Né certamente si può condannare la voce del popolo, voce di Dio, che affermava essere voi caduto in una frenesia, perocché appena rifiutata dal tribunale supremo la vostra denunzia contro me, correste invasato e da vero frenetico nel grembo della solita amica attrice, molla principale della vostra miseria, coll’ingegnoso suggerimento che una di lei finta caduta da una scala fosse sostituita alla supplica delatoria dagl’inquisitori di Stato rifiutata.

Un tale argutissimo strattagemma, parto della vostra mente rovesciata, eseguito da «eroina», come dite voi, dalla attrice alleata, alla quinta recita della commedia (recita che doveva per le mie preghiere esser l’ultima), e strattagemma eseguito la sera a teatro pieno di spettatori sul punto dell’alzare il sipario; non abbiate rossore, caro amico, a concedere che un solo frenetico poteva far usare un tal strattagemma puramente per far accrescere e raddoppiare il vostro martirio.

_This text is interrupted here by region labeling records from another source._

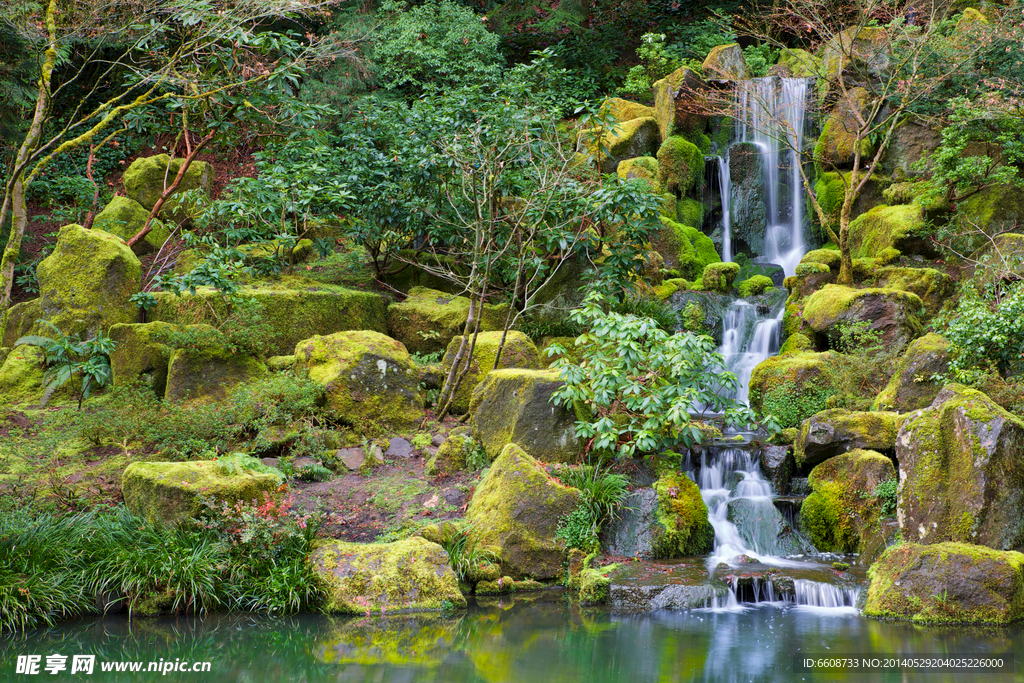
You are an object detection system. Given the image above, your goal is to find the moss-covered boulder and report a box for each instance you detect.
[36,225,142,336]
[470,369,583,463]
[864,543,1024,626]
[850,204,935,258]
[800,449,896,562]
[804,285,925,349]
[441,330,548,413]
[387,287,508,353]
[793,408,897,468]
[92,196,171,255]
[651,472,715,558]
[146,278,387,355]
[122,155,213,223]
[750,351,843,427]
[164,337,267,402]
[874,266,956,315]
[651,216,722,281]
[896,384,1024,550]
[657,135,705,195]
[466,443,583,580]
[700,43,751,81]
[729,142,768,254]
[121,454,283,524]
[700,262,739,294]
[295,331,423,430]
[306,537,466,614]
[110,323,186,397]
[871,332,949,413]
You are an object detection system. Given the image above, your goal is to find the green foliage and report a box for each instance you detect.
[551,295,755,458]
[14,321,116,410]
[373,0,503,95]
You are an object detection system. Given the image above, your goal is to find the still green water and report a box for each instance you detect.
[0,592,1024,683]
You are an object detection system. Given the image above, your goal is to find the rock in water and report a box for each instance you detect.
[466,443,583,580]
[307,537,466,614]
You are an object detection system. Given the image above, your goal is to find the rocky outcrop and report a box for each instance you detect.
[864,543,1024,625]
[466,443,583,580]
[896,384,1024,550]
[307,537,466,614]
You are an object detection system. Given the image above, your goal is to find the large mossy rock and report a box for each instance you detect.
[871,332,949,413]
[651,216,722,281]
[804,285,925,349]
[793,408,898,468]
[651,472,715,558]
[441,330,547,413]
[729,142,768,254]
[36,225,142,337]
[850,204,936,258]
[700,43,751,81]
[750,351,843,428]
[307,537,466,615]
[146,278,387,355]
[800,449,896,563]
[92,196,171,255]
[469,369,583,463]
[295,331,423,431]
[864,543,1024,626]
[896,384,1024,550]
[122,155,213,223]
[466,443,583,580]
[387,287,508,353]
[121,459,282,524]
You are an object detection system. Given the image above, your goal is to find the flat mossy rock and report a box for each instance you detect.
[601,97,654,122]
[122,155,213,223]
[864,543,1024,626]
[651,216,722,281]
[700,262,739,294]
[387,287,508,353]
[657,135,705,195]
[441,330,547,413]
[295,331,423,430]
[750,351,843,427]
[92,196,171,256]
[871,332,949,413]
[651,472,715,558]
[469,369,583,463]
[793,408,898,468]
[800,449,896,562]
[896,384,1024,550]
[164,339,267,403]
[306,537,466,614]
[121,460,281,524]
[466,443,583,580]
[110,322,185,397]
[700,43,751,81]
[850,204,936,258]
[150,278,387,355]
[873,266,956,316]
[804,285,925,349]
[36,225,142,337]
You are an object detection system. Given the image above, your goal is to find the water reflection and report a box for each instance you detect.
[0,593,1024,683]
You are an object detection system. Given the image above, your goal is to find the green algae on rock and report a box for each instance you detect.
[307,537,466,614]
[466,443,583,580]
[864,543,1024,626]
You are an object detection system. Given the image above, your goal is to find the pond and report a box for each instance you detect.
[0,590,1024,683]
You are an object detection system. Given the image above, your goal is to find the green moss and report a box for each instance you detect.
[701,262,739,293]
[652,472,715,557]
[657,135,705,195]
[121,460,281,524]
[307,537,466,614]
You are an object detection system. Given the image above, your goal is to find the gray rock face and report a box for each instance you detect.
[896,384,1024,550]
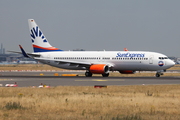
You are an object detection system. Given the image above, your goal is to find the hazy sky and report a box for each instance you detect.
[0,0,180,57]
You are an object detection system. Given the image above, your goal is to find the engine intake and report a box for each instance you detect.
[89,64,109,74]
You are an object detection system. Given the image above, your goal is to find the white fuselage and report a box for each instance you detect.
[34,51,175,71]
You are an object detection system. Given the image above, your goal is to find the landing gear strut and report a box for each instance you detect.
[102,73,109,77]
[85,72,92,77]
[156,73,160,77]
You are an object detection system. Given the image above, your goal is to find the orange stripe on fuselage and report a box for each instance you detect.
[33,45,59,50]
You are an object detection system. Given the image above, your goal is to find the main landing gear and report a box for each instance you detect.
[102,73,109,77]
[85,71,109,77]
[85,71,92,77]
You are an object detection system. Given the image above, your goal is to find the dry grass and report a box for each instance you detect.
[0,85,180,120]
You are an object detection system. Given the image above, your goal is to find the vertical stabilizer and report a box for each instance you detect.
[28,19,62,52]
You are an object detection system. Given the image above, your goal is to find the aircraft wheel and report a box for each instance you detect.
[85,72,92,77]
[102,73,109,77]
[156,73,160,77]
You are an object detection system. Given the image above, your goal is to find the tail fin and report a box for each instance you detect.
[28,19,62,52]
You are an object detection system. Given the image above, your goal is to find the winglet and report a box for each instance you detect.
[124,48,127,51]
[19,45,30,58]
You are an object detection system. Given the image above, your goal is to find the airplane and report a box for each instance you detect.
[11,19,175,77]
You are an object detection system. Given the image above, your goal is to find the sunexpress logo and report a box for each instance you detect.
[116,52,145,58]
[30,26,47,43]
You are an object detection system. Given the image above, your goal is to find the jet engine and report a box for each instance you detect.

Perocché era naturale il pubblico tumulto avvenuto in un teatro calcato; era naturale un ricorso a’ capi dell’Eccelso del patrizio padrone del teatro per lo scandalo e per il pericolo cagionato, ricorso fatto colle fedi giurate de’ chirurghi, che la attrice vostra amica, che voi sacrificaste da buon amico, era sanissima e che la caduta non era che un vostro suggerimento; era naturale che voi diveniste l’argomento di tutte le lingue; era naturale la mortificazione alla povera comica d’un ordine de’ capi dell’Eccelso ch’ella fosse condotta da un fante al suo dovere in teatro; ed era naturale la soggezione in me di tre tribunali de’ piú temuti, concitati da’ vostri capigiri ond’io dovessi chiudermi ne’ miei panni e rimanere tacito e inoperoso per voi e per me sul fatto del proseguimento delle recite d’una commedia, ch’era piú odiosa a me che a voi e sopra alla quale m’era stata levata ogni facoltá.

Per tutti i passi che faceste e per tutti i strattagemmi che usaste col vostro acume maraviglioso, per troncarvi una reale sciagura da voi tessuta, io non saprei assomigliarvi che a quel balordo ch’essendo sopra un cavallo ostinato nel corso, pretendeva di fermarlo colle urla, col crollare della briglia e colle picchiate dello scudiscio.